SPARK-8135. Don't load defaults when reconstituting Hadoop Configurations #6679

sryza · 2015-06-05T23:32:04Z

No description provided.

JoshRosen · 2015-06-05T23:39:04Z

I noticed this bottleneck while running some Hive compatibility tests in Spark SQL; I'm kicking off a test run which only runs that suite to see how much of a difference this makes by itself. More generally, I've noticed some perf. issues in SQL in places where we didn't broadcast configurations; I'm going to work on gradually tackling these + creating JIRAs for them in the next couple of weeks.

JoshRosen · 2015-06-06T00:47:53Z

Is there a fast way to clone Configuration objects that also avoids loading defaults? If so, we may be able to build on that and the changes in this patch to remove a bunch of code for broadcasting Hadoop configurations.

sryza · 2015-06-06T01:06:45Z

Where do we end up cloning Configuration objects? With these changes, we avoid loading defaults when we reconstitute Configuration objects from bytes. Are there hot paths where we create Configuration objects from other live Configuration objects?

JoshRosen · 2015-06-06T01:14:38Z

Actually, I think that I was misremembering: there's one spot where we optionally clone a broadcasted configuration to work around some thread-safety issue, but that sharing / cloning won't be necessary if we can directly broadcast configurations as part of the tasks rather than as their own broadcast variables.

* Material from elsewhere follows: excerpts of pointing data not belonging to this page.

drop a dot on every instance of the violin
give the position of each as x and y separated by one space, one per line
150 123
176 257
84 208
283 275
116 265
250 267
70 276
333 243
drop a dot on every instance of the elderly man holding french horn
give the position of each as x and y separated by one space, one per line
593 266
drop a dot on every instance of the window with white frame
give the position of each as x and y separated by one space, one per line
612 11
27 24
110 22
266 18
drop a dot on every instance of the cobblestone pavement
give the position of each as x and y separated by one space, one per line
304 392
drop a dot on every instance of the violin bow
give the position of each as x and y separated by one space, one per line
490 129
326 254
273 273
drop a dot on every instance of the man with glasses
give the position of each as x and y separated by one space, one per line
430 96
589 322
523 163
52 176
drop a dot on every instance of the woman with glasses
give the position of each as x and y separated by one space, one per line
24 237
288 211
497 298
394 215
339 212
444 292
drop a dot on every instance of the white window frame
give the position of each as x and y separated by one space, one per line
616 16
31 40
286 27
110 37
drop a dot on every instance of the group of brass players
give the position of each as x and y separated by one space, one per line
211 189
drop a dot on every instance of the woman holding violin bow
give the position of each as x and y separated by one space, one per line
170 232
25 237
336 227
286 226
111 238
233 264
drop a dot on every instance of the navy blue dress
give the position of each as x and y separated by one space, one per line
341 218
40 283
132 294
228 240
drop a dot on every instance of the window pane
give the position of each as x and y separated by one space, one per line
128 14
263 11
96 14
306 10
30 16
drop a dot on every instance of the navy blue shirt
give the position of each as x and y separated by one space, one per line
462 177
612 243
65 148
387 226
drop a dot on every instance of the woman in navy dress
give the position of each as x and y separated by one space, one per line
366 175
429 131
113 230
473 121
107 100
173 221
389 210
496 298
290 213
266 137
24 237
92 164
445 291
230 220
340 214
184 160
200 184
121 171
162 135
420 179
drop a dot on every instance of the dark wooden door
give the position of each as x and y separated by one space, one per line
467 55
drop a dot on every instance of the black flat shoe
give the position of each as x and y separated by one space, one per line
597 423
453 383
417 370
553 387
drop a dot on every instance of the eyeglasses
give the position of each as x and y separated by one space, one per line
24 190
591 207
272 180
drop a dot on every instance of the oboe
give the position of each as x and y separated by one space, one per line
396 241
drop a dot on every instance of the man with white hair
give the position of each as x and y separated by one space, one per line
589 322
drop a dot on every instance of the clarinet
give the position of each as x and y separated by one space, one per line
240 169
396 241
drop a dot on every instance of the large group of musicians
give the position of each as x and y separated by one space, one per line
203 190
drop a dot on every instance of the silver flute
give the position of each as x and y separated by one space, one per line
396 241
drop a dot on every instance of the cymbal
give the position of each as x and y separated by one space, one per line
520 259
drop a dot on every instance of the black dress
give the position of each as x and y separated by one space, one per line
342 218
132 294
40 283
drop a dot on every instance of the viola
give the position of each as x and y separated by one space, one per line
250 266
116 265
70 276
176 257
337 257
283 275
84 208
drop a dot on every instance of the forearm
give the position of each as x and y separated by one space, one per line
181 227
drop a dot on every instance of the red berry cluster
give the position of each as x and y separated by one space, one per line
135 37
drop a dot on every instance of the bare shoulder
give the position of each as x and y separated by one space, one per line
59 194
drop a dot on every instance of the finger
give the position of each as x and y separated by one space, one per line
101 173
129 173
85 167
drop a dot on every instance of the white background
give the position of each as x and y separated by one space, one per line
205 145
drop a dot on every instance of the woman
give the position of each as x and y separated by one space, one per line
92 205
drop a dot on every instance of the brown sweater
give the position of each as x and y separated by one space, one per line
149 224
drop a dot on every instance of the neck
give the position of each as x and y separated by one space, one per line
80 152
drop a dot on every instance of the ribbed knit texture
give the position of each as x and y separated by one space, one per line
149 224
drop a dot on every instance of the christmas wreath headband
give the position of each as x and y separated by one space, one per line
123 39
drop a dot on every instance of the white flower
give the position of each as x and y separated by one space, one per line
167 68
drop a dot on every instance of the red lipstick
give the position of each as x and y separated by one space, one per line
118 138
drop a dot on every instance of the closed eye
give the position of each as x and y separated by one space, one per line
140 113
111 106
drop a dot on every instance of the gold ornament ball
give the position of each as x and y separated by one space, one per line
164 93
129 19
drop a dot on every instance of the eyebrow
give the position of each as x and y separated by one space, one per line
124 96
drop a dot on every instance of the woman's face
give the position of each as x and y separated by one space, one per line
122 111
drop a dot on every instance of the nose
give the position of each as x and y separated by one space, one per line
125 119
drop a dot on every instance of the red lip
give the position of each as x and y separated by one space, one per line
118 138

One correctness question: does this change behavior if an executor consumes a deserialized configuration? If I have an option which inherited environmental defaults on the driver, are those defaults serialized across the wire and used on the executors? I'm just trying to think of whether there is any possibility that this could break things.

SparkQA · 2015-06-06T01:21:21Z

Test build #34338 has finished for PR 6679 at commit ca65543.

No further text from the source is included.